Si vous le permettez, je vais évoquer surtout évoquer les problématiques de l'expertise scientifique médicale et de la transparence de cette expertise médicale. J'étais encore directeur général de CHU il y a quelques jours. Les établissements hospitaliers sont très concernés par ce sujet car les experts sont des hospitalo-universitaires, qui sont des hospitaliers la plupart du temps. Or nous devons assurer la transparence et l'indépendance de l'expertise, à la fois lorsque l'expertise a lieu dans l'établissement universitaire et lorsqu'elle a lieu dans les différentes agences.
Les CHU jouent un rôle important en termes de soins mais également d'enseignement et de recherche. Ils sont principalement tournés vers la recherche clinique et les essais cliniques. C'est dans ce cadre que nous retrouvons la problématique des conflits d'intérêts. La problématique est celle du lien direct qui s'établit entre l'expérimentateur - que l'on appelle souvent le leader d'opinion - et le laboratoire pharmaceutique. Cela pose des problèmes d'indépendance, de transparence et de liberté d'action.
Les lois de 1993 reprises par M. Kouchner ont veillé à ce que la rupture du lien entre l'industrie pharmaceutique et l'expert scientifique soit assurée. Or cela s'avère très difficile à mettre en oeuvre au sein d'un établissement. Je vous parle d'expérience, pour l'avoir vécu pendant des années. Nous avons du mal à faire passer le message auprès des investigateurs. Nous intervenons dans la commission médicale d'établissement avec un juriste pour expliquer que la loi existe et que les protagonistes pourraient être poursuivis. Nous expliquons aux médecins qu'ils peuvent être responsables de gestion de fait si leurs associations ne sont pas reconnues officiellement et qu'ils pourraient être poursuivis fiscalement concernant les recettes de ces associations.
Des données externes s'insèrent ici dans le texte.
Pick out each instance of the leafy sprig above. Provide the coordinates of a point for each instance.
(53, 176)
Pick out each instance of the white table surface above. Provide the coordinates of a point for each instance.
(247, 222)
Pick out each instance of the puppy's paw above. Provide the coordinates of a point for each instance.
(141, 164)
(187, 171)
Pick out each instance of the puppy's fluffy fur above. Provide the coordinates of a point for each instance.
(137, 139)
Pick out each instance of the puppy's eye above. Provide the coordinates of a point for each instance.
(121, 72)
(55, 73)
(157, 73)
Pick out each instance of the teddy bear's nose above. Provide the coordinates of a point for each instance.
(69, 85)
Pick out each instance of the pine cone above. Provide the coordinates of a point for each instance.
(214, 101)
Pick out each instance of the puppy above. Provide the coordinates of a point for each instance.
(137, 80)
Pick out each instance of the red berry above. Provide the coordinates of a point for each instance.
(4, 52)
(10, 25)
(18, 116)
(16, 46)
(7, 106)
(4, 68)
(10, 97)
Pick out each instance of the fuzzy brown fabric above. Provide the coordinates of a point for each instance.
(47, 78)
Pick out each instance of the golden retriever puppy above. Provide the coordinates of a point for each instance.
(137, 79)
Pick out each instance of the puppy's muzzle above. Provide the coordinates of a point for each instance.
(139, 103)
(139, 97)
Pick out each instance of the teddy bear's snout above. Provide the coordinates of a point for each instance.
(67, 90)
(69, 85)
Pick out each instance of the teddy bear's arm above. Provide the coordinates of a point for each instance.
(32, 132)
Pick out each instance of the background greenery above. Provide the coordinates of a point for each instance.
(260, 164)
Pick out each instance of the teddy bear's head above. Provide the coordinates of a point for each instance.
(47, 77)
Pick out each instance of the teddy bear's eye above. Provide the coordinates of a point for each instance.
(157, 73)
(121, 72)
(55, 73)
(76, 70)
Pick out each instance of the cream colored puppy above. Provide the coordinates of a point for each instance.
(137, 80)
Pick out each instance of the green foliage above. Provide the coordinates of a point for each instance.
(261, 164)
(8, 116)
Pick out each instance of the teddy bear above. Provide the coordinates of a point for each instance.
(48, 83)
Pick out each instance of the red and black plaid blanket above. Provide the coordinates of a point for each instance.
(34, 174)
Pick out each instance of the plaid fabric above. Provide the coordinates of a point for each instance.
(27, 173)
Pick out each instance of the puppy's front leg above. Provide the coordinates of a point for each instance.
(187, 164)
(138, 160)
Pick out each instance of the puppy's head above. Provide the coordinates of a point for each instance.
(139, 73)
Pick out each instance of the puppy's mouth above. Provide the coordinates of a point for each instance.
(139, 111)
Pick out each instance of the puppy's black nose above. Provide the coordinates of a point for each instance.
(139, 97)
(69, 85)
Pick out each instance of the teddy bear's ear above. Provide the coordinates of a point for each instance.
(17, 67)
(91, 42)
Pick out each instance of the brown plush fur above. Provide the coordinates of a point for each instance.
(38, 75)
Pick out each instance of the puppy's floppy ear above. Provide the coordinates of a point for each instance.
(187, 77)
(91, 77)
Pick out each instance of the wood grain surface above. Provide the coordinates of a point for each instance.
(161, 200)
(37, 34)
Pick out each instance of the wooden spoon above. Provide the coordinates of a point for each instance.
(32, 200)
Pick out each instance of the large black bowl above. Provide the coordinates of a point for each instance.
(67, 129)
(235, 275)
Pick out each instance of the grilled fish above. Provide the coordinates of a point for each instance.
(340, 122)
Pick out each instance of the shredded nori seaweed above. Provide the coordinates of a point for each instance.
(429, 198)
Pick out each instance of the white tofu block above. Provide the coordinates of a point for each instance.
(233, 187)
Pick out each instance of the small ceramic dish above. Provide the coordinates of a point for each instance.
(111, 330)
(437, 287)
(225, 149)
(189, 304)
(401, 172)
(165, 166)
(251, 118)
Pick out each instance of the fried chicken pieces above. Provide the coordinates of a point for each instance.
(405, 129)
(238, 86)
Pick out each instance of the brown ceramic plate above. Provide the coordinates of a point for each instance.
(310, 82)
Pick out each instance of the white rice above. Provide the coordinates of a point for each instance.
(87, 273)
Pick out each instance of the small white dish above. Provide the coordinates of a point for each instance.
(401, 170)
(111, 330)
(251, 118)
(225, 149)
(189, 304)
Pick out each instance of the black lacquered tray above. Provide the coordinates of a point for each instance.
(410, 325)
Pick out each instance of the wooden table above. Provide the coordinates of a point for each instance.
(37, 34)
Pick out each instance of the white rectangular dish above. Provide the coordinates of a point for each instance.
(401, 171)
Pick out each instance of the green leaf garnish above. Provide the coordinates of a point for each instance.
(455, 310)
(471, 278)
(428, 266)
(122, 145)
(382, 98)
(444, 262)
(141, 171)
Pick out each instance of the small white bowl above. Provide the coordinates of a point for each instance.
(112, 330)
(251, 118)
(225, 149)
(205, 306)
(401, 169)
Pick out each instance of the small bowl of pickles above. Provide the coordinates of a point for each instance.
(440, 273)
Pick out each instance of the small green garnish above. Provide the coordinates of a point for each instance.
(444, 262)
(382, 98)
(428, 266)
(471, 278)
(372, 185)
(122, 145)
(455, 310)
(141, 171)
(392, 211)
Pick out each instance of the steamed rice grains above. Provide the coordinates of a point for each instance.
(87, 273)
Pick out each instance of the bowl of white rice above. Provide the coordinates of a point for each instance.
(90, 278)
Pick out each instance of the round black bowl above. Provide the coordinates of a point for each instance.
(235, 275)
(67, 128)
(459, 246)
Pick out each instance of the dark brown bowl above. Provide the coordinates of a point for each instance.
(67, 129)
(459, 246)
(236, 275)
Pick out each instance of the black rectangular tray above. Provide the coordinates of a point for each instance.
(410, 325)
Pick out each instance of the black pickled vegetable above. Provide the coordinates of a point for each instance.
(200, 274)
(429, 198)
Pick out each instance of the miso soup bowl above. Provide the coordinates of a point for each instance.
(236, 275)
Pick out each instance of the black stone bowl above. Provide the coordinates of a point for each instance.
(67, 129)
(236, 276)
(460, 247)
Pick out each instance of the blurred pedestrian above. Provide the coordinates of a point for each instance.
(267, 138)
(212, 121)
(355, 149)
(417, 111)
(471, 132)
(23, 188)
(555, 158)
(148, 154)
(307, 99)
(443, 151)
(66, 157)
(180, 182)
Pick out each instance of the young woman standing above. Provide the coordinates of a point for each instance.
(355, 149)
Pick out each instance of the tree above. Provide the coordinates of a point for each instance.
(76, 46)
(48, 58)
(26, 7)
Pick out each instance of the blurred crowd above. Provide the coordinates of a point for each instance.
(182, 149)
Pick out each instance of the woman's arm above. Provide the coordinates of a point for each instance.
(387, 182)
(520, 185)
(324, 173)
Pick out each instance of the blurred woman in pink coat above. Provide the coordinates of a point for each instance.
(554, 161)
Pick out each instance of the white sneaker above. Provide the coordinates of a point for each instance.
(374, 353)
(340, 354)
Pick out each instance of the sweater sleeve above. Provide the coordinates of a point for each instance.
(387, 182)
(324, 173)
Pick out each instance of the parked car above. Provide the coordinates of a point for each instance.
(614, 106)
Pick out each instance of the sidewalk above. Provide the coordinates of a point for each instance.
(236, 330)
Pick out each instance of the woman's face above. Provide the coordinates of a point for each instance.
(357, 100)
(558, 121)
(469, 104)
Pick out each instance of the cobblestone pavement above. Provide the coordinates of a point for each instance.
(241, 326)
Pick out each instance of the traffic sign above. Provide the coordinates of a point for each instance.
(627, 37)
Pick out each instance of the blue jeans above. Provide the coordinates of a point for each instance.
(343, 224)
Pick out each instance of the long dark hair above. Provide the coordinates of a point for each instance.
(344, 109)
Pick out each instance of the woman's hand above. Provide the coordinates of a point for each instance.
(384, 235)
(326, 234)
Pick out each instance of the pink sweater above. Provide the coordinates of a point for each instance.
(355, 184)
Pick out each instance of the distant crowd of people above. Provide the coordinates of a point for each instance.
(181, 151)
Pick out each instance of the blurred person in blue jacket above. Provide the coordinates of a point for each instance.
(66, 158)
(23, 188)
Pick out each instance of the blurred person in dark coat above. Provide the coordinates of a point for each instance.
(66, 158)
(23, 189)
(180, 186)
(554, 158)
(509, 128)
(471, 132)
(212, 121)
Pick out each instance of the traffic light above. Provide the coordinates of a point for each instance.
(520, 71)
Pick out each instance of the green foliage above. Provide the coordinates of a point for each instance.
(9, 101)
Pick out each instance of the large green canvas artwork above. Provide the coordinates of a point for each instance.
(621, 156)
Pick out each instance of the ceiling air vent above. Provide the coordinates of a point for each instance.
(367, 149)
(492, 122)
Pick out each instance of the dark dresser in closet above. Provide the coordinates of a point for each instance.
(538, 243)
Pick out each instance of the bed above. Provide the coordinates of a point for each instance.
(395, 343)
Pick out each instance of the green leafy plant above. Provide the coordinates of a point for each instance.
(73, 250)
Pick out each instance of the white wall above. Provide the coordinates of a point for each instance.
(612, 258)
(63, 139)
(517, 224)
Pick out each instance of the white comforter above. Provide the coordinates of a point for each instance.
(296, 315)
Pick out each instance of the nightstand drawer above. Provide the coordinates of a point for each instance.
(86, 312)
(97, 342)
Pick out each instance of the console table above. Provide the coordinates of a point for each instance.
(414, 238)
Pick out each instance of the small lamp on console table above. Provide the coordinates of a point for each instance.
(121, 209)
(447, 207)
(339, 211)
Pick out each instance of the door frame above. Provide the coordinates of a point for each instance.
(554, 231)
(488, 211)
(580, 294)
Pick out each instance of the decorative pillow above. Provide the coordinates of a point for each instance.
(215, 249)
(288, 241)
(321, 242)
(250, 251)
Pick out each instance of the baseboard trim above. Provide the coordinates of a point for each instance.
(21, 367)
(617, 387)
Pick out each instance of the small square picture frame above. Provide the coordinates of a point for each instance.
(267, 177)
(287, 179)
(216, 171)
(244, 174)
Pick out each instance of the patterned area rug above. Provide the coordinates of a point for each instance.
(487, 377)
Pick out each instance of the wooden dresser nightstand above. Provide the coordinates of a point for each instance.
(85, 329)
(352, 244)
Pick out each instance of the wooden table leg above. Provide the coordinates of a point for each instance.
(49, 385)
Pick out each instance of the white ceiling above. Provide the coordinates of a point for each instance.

Nous avons proposé de verser les fonds des essais cliniques à l'hôpital nous engageant à les reverser intégralement, sans charge de gestion, aux équipes. Un certain nombre de pôles acceptent ce challenge. Une autre solution consiste à constituer une association externe, indépendante de l'industrie pharmaceutique, pour recueillir les fonds avant de les reverser aux investigateurs. A Lille, cette association s'appelle Adrinord (Association pour le développement de la recherche et de l'innovation dans le Nord-Pas-de-Calais). Pour autant, parvenons-nous à couvrir l'ensemble du champ et à éviter le lien direct ? Ce n'est pas simple. J'avais par exemple essayé de négocier avec un grand laboratoire une sorte de garantie de chiffre d'affaires sur une année. Je m'engageais à ce que des moyens d'investigation soient mis en place à cet effet. Cependant le laboratoire a refusé. En effet, les laboratoires veulent conserver ce lien direct avec l'investigateur principal.